The Geography and natural History

Joshua Tree California and its surrounding area is known as the Morongo Basin. The area is a 5,200 square miles desert ranging from 1,500 to nearly 6,000 feet. The area is composed of two deserts. The low desert area called the Colorado goes up to 3,000. The Mojave Desert in the region ascends up to nearly 6,000 feet. Currently in the area there are 700 plant species, 240 bird species, 40 mammals, and 45 reptile species.

The Cultural Arts

The Morongo Basin also has a rich history in the cultural arts going back to the 1930's. In the 1960's a variety of celebrity notables discovered the unique area. Such as the Rolling Stones and Country Rock innovator Gram Parsons and British Folk singer Donavon resided in the area. Currently amongst others notable's International Jazz Diva Nancy Wilson makes the area her home along with British Rock legend Eric Burden of the Animal. Today there is a large cultural Arts renaissance going on in the Morongo Basin. The community is filled with artists, musicians, writers and theatre companies. The area is known for its songwriter singer movement. The Morongo Basin cultural Arts Council has been leading the way in unifying the visual Arts community and developing the Arts as an economic force. The High Desert Living Arts Centre is conducting grass roots community arts programs. A number of music festivals and an annual Artist Studio tour are attracting visitors from around the world. The area attracts 1.3 milltion visitors a year.

Joshua Tree National Park

Humans have occupied the area encompassed by Joshua Tree National Park's nearly 800,000 acres for at least 5,000 years. The first group known to inhabit the area was the Pinto Culture, followed by the Serrano, the Chemehuevi, and the Cahuilla, hunting and gathering along a slow-moving river that ran through the now dry Pinto Basin. Later, other American Indian groups traveled through this area in tune with harvests of pinyon nuts, mesquite beans, acorns, and cactus fruit, leaving behind rock painting and pottery as reminders of their passing. The Indians used over 120 plants for raw materials, medicine and food. The indigenous people were gone by 1913

In the 1800s cattlemen drove their cows into the area for the ample grass available at the time and built water impoundments for them. Miners dug tunnels through the earth looking for gold and made tracks across the desert with their trucks. By the mid 19th century, Mormon migrants had made their way across the Colorado River. Legend has it that these pioneers named the tree after the prophet Joshua, seeing the Joshua tree limbs outstretched in supplication, guiding the travelers westward. From 1863 to 1977 Homesteaders could claim 160 acre parcels.

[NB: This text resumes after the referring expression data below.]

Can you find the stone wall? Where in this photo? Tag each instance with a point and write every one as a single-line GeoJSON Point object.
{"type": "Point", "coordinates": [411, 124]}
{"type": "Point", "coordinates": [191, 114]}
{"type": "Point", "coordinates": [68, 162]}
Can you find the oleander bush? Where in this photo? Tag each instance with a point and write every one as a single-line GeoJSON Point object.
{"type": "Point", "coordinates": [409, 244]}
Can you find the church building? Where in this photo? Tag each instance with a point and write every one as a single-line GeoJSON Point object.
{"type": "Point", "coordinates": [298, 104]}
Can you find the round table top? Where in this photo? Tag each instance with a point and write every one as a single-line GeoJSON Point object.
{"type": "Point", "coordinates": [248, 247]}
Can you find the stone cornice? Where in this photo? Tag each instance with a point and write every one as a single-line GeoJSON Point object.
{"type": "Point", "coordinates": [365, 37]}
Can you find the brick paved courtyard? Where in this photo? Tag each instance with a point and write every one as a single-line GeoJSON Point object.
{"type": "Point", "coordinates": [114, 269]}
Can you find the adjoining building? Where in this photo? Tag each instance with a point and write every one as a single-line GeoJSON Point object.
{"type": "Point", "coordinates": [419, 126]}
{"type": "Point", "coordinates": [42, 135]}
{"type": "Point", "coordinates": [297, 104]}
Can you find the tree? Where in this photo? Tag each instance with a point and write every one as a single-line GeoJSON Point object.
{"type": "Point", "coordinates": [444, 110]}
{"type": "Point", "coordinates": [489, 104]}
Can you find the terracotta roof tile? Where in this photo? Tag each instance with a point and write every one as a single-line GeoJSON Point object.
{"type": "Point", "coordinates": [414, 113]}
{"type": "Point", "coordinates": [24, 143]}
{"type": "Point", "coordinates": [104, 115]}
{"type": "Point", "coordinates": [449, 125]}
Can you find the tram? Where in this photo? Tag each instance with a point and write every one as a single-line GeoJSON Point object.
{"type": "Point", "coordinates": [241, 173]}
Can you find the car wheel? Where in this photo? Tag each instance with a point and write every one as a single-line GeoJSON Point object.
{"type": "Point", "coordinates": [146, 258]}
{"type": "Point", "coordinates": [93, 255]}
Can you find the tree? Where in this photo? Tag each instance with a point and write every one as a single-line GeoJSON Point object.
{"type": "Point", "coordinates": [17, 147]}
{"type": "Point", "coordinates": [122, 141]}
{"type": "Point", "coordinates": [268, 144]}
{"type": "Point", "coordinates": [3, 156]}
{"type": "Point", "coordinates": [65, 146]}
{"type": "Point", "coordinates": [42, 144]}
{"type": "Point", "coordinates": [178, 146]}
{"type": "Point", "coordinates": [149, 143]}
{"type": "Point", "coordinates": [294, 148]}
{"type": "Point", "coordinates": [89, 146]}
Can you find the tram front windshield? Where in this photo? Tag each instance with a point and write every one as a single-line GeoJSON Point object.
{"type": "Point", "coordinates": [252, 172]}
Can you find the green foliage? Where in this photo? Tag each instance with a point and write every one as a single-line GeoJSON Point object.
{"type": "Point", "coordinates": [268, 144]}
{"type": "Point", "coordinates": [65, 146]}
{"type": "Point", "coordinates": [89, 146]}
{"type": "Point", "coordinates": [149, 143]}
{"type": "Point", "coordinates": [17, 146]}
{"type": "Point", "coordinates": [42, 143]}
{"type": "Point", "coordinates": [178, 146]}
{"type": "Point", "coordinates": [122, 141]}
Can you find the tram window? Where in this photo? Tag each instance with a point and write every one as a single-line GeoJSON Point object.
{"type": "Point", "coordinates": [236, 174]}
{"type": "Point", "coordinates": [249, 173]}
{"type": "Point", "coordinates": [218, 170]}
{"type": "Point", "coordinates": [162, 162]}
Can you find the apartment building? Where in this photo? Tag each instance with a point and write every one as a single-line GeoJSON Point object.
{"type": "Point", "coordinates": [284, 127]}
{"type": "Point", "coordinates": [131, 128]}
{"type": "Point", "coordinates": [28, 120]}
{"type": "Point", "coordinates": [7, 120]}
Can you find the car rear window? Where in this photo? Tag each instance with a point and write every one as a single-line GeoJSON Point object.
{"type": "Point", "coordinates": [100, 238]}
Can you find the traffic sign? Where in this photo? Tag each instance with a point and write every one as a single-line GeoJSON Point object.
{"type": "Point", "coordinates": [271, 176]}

By 1910, Bill Keys had arrived in Joshua Tree, having been hired as custodian and assayer of the Desert Queen Mine. Once prosperous, the mine had lost money in recent years. When it finally closed, Bill claimed it and a five-acre mill site for his unpaid wages. In 1917 Keys homesteaded additional acreage adjoining the mill site and this 160 acres became the Desert Queen Ranch. Keys married Frances Mae Lawton the next year. For 60 years Bill and Frances worked together to make a life and raise their five children in this remote location.

Homesteaders came in the 1930's seeking free land and the chance to start new lives. They built cabins, dug wells, and planted crops.

After the area became a national monument in 1936, local and regional residents were the primary park visitors. As Southern California grew so did park visitation. Expanded automobile traffic found its way to the area. Weekend Californians came to the desert to enjoy the clean, clear air, but also to confiscate various species of cactus for their home landscaping. When Mrs. Minerva Hamilton Hoyt, a wealthy California society matron saw the devastation left by these weekend visitors, she persuaded President Franklin D. Roosevelt to protect this area by proclaiming it a national monument on August 10th, 1936.

When President Clinton signed the California Desert Protection Act and turned Joshua Tree National Monument gained National Park Status and grew to 105,900 acres its rise to prominence was complete. Joshua Tree now lies within a three-hour drive of more than 18 million people. As a next-door neighbor to the massive Los Angeles area, Joshua Tree has naturally become a very popular getaway but the park remains a wonderfully low-key place, 75 percent of its land designated wilderness.